Quando select conheceu o trabalho do Makhu, seus integrantes haviam viajado de volta ao Rio Jordão e a dificuldade de comunicação nos impediu de buscar saber mais sobre sua experiência e procedimentos. Sobre o marcante aspecto cromático do trabalho, no entanto, cabe lembrar aqui o depoimento esclarecedor da artista Daiara Tukano, em sua participação no programa Fogo Cruzado da select, em 5/5, sobre “Como expor arte indígena?”

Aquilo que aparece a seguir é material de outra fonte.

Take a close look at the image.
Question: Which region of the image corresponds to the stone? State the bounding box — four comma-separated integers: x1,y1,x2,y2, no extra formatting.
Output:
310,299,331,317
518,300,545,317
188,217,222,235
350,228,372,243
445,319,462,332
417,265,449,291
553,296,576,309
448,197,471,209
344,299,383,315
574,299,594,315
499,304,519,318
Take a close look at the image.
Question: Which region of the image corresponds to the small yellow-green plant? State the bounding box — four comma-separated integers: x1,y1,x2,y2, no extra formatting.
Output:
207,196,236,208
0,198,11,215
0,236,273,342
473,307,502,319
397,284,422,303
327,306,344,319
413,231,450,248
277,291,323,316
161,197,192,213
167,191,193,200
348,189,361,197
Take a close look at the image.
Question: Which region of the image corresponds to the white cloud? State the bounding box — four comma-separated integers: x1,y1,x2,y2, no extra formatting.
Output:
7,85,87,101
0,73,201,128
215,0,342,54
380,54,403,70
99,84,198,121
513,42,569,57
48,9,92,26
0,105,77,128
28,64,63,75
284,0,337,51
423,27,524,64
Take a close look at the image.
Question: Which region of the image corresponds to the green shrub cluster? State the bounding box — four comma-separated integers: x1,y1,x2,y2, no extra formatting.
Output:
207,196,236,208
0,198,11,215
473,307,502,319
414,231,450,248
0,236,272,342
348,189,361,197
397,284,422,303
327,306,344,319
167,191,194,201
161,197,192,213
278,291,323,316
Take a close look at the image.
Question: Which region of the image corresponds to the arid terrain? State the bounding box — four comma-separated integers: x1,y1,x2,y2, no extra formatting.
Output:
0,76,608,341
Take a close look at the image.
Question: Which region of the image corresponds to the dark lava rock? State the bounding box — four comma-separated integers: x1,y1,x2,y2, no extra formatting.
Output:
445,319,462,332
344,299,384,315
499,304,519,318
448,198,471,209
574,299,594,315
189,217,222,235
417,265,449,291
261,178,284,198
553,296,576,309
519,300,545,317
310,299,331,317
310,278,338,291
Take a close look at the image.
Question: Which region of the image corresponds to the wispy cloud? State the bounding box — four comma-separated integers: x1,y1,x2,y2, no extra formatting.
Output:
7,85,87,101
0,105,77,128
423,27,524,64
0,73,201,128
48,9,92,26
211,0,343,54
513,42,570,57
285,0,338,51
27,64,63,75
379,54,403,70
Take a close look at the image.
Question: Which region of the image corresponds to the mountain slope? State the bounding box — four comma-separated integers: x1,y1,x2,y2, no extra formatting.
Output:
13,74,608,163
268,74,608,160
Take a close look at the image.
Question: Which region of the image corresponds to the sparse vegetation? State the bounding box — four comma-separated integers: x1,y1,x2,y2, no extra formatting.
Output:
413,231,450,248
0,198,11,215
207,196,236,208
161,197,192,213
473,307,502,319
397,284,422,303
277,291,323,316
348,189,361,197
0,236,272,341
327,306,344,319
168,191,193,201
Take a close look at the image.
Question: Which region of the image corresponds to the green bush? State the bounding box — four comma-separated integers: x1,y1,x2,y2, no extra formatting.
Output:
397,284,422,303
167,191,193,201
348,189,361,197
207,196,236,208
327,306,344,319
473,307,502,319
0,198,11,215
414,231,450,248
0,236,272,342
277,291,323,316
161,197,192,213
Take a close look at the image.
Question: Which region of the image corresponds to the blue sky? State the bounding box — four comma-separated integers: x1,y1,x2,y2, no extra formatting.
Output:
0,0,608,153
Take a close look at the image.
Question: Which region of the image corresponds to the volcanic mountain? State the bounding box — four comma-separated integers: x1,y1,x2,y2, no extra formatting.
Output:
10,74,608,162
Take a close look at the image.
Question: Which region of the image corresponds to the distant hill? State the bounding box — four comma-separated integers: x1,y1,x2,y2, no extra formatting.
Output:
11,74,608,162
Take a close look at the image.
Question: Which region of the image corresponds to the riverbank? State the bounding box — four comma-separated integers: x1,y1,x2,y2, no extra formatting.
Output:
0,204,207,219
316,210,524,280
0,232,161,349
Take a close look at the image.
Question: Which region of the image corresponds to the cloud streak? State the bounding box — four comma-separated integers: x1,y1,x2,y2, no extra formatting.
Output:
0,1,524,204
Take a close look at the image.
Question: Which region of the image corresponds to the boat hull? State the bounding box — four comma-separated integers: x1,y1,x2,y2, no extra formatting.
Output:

Ao referir-se à longa e árdua caminhada de aproximação entre os artistas indígenas e os espaços institucionais da arte, Daiara deu uma “aula” sobre o uso das tecnologias “ocidentais” pelos povos indígenas, incluído aí o emprego das cores. “Quando usamos essa palavra ‘contemporâneos’, é preciso compreender que sempre fomos contemporâneos. Nós estamos aqui, no mesmo planeta, ninguém está saindo de um livro de história, ninguém está saindo de uma ópera de O Guarani, ninguém aqui é Iracema. Existem muitos estereótipos colocados nessa formação alegórica da figura do ‘índio’, entre muitas aspas, na cultura ocidental e na cultura brasileira, na qual não nos reconhecemos. Estamos falando de arte indígena e, no meu caso, de arte tukano. Qualquer coisa que eu fizer é tukano. Porque eu sou tukano. Independentemente da tecnologia que é usada”, disse a artista na mesa formada também pelo curador Paulo Miyada e a antropóloga Paula Berbert. “Ao pensar em como é possível descolonizar ou contracolonizar, dentro das nossas práticas e saberes, cabe qualquer tecnologia. Eu tenho dentro da minha arte uma pesquisa que vem muito da nossa cultura com relação à medicina. Nós somos um povo ayahuasqueiro, assim como o povo Huni Kuin (aqui atrás está uma obra da Rita [Sales] Huni Kuin). Nas nossas visões, nós enxergamos todas as cores, enxergamos as mesmas cores que qualquer outro ser humano, então por que vamos nos limitar aos pigmentos que estão no nosso território? A gente pode, sim, usar todas as tintas, todas as cores. O nosso olhar não se restringe apenas ao jenipapo e ao urucum. Não se restringe aos tons das terras. Mas, quando eles vêm, são muito bem-vindos, até porque eles são muito mais do que cor. Eles são proteção, são medicina, são memória, são espíritos vivos. Existem relações diferentes com esses materiais.”